Synthesis of TiO2-ZnS nanocomposites via sacrificial template sulfidation and their ethanol gas-sensing performance

TiO2-ZnS core-shell composite nanorods were synthesized by using ZnO as a sacrificial shell layer in a hydrothermal reaction. ZnO thin films of different thicknesses were sputter-deposited onto the surfaces of TiO2 nanorods as templates for hydrothermally synthesizing TiO2-ZnS core-shell nanorods. Structural analysis revealed that crystalline TiO2-ZnS composite nanorods were formed without any residual ZnO phase after hydrothermal sulfidation in the composite nanorods. The thickness of the ZnO sacrificial shell layer affected the surface morphology and sulfur-related surface defect density in hydrothermally grown ZnS crystallites of TiO2-ZnS composite nanorods.

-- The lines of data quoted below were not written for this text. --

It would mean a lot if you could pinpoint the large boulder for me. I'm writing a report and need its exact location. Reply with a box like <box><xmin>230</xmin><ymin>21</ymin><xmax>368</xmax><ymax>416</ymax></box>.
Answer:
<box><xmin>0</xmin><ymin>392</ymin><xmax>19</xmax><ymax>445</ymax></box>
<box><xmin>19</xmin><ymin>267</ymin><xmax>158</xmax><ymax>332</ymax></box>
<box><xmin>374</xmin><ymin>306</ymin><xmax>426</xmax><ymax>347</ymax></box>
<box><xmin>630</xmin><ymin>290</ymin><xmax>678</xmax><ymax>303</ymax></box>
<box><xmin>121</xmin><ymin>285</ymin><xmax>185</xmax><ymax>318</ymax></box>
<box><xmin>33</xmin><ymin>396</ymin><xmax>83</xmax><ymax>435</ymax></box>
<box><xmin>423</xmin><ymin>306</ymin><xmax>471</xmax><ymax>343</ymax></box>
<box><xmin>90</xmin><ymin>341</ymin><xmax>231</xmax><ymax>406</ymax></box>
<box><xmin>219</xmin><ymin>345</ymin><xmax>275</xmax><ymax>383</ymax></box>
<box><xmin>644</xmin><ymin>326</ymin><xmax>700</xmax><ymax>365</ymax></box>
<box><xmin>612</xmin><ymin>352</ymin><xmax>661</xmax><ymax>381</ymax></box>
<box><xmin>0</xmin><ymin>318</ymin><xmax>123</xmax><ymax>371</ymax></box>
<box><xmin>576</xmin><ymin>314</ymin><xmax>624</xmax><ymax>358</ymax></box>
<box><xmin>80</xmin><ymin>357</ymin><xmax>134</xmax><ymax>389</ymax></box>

Due to the distinctive core-shell heterostructure and the heterojunction between the TiO2 core and the ZnS shell, TiO2-ZnS core-shell nanorods exhibited ethanol gas-sensing performance superior to that of pristine TiO2 nanorods. An optimal ZnO sacrificial shell layer thickness of approximately 60 nm was found to enable the synthesis of TiO2-ZnS composite nanorods with satisfactory gas-sensing performance through sulfidation. The results demonstrated that hydrothermally derived TiO2-ZnS core-shell composite nanorods with a sputter-deposited ZnO sacrificial shell layer are promising for applications in gas sensors.